The bollards will now be replaced with a strip of raised kerb for the 700m path instead - meaning that the lane, which cost £380,000 and was supposed to be finished in summer 2014, is even later delayed.
The Toby bollards, used on the new "Dutch-style" Clarence Road bike lane alongside the River Avon in Bristol, are commonly seen in Europe, but appear not to be strong enough to withstand life on a busy British A road.
Although the bollards were only installed in October, work to replace them with more expensive but sturdier kerbs has been defended by campaigners who say councils have a duty to trial cheaper options that haven't yet been used in the UK.
The first delays were caused by the partial collapse of the New Cut wall. Now the project should be finished next month.
Peter Mann, director for transport, told Bristol 247:“Work is underway to replace them with robust kerbs and this being carried out within the original project budget, with completion due mid-December.
“Bristol has a history of innovation in cycling provision, for example it was the first city to bring in advance stop lines for cyclists at traffic light junctions.
“As a result we have one of the highest cycle rates for any major UK city and it is important for us to continue that commitment to reduce congestion and pollution
“We will therefore continue to investigate and invest in innovative ways to make cycling safer and more attractive in Bristol as part of our £4m cycling investment.

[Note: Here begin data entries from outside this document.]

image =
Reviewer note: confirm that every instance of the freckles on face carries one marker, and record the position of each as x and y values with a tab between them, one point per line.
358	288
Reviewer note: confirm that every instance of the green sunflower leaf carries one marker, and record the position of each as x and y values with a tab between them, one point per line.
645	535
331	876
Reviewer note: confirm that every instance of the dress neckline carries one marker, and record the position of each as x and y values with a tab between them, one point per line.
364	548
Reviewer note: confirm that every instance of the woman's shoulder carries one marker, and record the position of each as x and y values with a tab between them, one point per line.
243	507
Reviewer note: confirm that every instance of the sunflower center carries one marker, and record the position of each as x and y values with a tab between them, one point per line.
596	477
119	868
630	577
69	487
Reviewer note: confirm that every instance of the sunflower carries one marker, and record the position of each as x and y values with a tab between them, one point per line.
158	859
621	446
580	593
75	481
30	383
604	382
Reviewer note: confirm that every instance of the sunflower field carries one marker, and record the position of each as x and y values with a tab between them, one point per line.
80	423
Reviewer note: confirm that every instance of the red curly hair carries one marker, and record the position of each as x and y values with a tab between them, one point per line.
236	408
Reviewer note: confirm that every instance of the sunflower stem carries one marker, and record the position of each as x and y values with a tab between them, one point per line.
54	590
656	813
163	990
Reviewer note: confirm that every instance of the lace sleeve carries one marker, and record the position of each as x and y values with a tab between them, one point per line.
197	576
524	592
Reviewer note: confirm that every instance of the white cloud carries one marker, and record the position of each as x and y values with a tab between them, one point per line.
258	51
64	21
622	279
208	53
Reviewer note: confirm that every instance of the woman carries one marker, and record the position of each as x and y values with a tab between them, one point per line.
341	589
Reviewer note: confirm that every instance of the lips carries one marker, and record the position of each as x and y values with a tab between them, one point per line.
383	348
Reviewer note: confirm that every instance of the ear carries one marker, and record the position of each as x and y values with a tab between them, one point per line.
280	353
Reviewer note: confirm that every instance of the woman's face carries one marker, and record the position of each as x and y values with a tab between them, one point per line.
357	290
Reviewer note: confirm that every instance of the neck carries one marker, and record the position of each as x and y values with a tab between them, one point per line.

“We apologise for any inconvenience caused in providing this facility, which when completed will provide all road users with a safe and pleasant environment.”
A recent survey by Sustrans found 89 per cent of people who do not cycle supported an increase in protected bike lanes, with 83 per cent of occasional riders and 86 per cent of regular riders also in support. Around two thirds of those living in Bristol (68 per cent) think the city would be better if people in general cycled more.
In 2013 Bristol was awarded funds from the Government's Cycle City Ambition Fund, as well as cycle funding from a number of other schemes. Mann says the council will continue to trial new cycling measures as part of their £4m cycling investment.
“It is important for us to continue that commitment to reduce congestion and pollution," he said.
Additional delays to completion of the Clarence Road route were caused by replacement of a water main by Bristol Water.